Today at a glance.
- The other Four Eyes wait for the UK's decision on Huawei.
- Turkey enters the cyber espionage ring.
- A nominally independent news site is unmasked as part of an Iranian influence operation.
- New York State considers legislation barring use of public funds to pay extortionists conducting ransomware attacks.
Huawei enters its British endgame.
The US continues to try to persuade the British Government that Huawei ought not to be permitted into Britain’s 5G buildout, a warning that’s resonated with security hawks in the UK. The Guardian reports that US Secretary of State Pompeo has urged the British Cabinet to recognize Huawei as a threat to sovereignty. In this he quotes British Member of Parliament Tom Tugenhat, who recently said that “Sovereignty means control of data as much as land. We need to decide what we’re willing to invest in and who were willing to share our tech with. The real costs will come later if we get this wrong and allow Huawei to run 5G.” The US advice is being strongly seconded by Australia, as Axios reports.
Turkey’s debut as a cyber espionage power.
A regional power, but a power nonetheless. Reuters, relying on unidentified officials in the British and US governments, reports that a cyber espionage campaign against targets in Europe and the Middle East is in all likelihood the work of “hackers acting in the interests of the Turkish government.” The DNS-hijacking campaign targeted thirty organizations, including government agencies in Albania, Greece, Iraq, and Cyprus. There were also some non-governmental organizations among the targets, and some of these were domestic groups. The targets were, as Reuters puts it, of “geopolitical interest to Turkey.” Reuters’ sources concluded on circumstantial grounds of interest, opportunity, and operational technique, that “the activity bears the hallmarks of a state-backed cyber espionage operation conducted to advance Turkish interests.”
Disinformation, Tehran-style.
The American Herald Tribune, an online media outlet established in 2015 that represents itself as an independent news voice (and whose name recalls one of the storied newspapers in US history--the original Herald Tribune was formed from the merger of James Gordon Bennett Sr.’s Herald and Horace Greeley’s Tribune), is said, by CNN, to be part of an Iranian influence campaign. Facebook told CNN that they have discerned close connections between the American Herald Tribune and Iranian state media, and FireEye has long assessed “with moderate confidence” that the outlet is run from Tehran. They do publish in English, and they do hire Americans to write their content.

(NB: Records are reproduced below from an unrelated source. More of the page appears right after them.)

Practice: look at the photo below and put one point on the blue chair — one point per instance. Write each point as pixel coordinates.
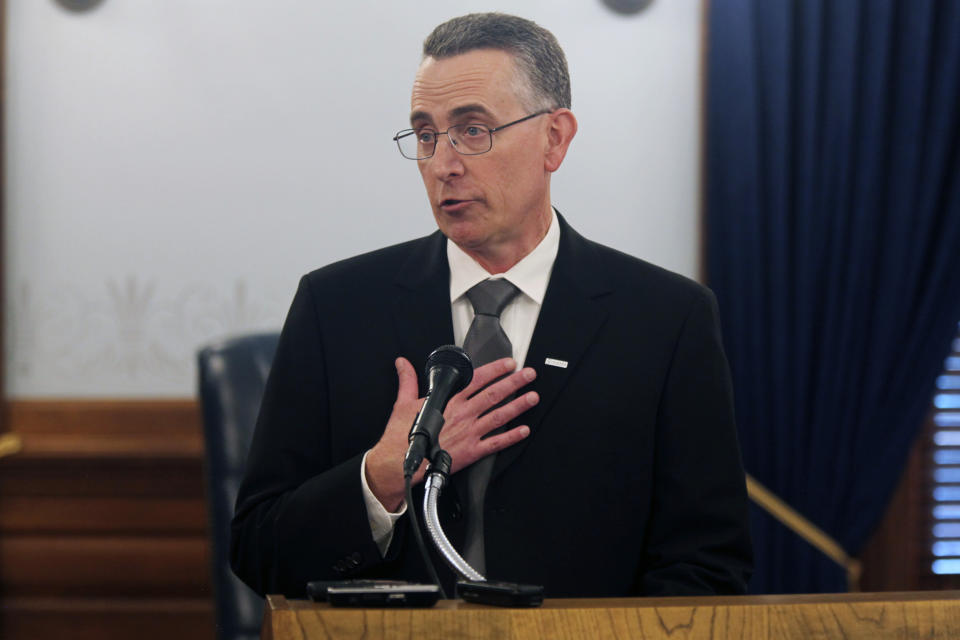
(232, 375)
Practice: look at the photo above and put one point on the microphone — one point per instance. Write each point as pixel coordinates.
(449, 371)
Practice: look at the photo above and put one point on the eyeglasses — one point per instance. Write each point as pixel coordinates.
(466, 139)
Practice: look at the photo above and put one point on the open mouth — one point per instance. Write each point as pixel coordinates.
(452, 205)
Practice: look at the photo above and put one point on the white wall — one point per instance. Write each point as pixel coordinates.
(174, 166)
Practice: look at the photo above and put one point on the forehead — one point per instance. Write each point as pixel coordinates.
(482, 78)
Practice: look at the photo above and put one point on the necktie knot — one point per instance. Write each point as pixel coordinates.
(490, 297)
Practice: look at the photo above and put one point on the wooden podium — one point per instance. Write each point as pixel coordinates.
(914, 615)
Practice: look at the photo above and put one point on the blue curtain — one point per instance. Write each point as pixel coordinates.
(833, 245)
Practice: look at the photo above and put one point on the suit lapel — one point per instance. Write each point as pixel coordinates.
(571, 315)
(421, 303)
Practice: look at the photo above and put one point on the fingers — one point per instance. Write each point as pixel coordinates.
(501, 441)
(482, 376)
(502, 415)
(407, 377)
(495, 393)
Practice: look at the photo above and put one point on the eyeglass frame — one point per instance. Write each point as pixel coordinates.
(408, 132)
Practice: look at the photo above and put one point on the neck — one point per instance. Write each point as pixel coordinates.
(502, 258)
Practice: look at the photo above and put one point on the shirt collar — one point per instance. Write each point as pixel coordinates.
(531, 275)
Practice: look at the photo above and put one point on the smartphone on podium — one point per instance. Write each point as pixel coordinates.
(373, 593)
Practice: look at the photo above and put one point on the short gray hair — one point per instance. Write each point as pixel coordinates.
(539, 59)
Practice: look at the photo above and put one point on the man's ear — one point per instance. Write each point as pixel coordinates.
(562, 128)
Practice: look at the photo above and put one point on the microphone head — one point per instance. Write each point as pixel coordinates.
(454, 357)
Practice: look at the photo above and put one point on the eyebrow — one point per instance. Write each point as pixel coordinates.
(458, 112)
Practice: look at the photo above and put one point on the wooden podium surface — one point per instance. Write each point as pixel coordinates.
(930, 614)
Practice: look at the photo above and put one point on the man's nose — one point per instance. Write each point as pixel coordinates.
(446, 161)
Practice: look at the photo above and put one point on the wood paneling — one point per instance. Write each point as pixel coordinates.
(849, 616)
(104, 566)
(103, 522)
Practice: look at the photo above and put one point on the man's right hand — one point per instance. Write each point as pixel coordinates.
(466, 424)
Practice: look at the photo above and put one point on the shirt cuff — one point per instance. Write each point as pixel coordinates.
(381, 521)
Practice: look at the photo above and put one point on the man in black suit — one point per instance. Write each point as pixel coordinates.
(617, 470)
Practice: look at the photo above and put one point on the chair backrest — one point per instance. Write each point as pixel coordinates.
(232, 375)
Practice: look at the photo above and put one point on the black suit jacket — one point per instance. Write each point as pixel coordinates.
(630, 482)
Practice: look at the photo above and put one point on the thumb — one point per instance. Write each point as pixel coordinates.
(407, 377)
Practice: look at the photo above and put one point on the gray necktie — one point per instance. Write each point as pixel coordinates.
(485, 342)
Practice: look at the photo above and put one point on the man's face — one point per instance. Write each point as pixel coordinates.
(496, 203)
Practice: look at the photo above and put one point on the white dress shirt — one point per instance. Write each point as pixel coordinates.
(531, 275)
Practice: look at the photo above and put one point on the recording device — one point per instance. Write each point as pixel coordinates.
(500, 594)
(373, 593)
(449, 371)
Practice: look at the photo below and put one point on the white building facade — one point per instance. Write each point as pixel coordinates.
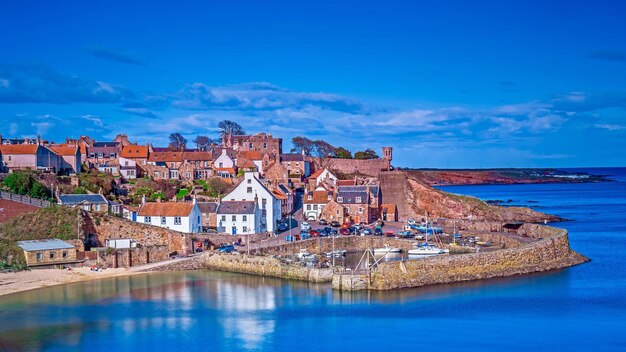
(252, 189)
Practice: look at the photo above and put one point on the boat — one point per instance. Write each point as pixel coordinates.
(387, 249)
(336, 253)
(428, 249)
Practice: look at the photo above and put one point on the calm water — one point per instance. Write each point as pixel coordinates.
(581, 308)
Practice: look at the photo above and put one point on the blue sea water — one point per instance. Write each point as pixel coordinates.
(580, 308)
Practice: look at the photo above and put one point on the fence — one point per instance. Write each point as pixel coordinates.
(40, 203)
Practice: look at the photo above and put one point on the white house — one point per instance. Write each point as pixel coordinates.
(239, 217)
(182, 217)
(128, 168)
(252, 189)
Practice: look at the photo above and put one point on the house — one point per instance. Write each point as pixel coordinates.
(48, 253)
(252, 189)
(29, 156)
(209, 215)
(314, 202)
(128, 168)
(70, 158)
(87, 202)
(182, 217)
(322, 176)
(239, 218)
(296, 164)
(104, 156)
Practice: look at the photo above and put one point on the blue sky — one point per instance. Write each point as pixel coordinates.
(446, 83)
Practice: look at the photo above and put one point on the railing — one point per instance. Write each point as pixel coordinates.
(40, 203)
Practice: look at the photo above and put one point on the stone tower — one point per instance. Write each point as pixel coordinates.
(388, 153)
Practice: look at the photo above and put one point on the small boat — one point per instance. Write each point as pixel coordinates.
(302, 254)
(336, 253)
(387, 249)
(428, 249)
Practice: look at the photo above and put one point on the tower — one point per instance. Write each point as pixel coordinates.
(388, 153)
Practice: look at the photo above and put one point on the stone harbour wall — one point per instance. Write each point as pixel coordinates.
(263, 266)
(546, 254)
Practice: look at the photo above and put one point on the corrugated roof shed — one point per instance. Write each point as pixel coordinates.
(44, 245)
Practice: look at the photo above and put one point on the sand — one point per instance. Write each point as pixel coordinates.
(30, 280)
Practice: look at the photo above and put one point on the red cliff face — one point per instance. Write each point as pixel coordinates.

New York State may prohibit ransomware payments.
Two bills under consideration in Albany, Naked Security says, would bar the use of public funds for purposes of paying ransomware. This may be, right now at any rate, a harder sell than it would have been a couple of years ago, and the bills' supporters acknowledge that this may well be the case, but that in the long run making ransomware less profitable will tend to make it less common.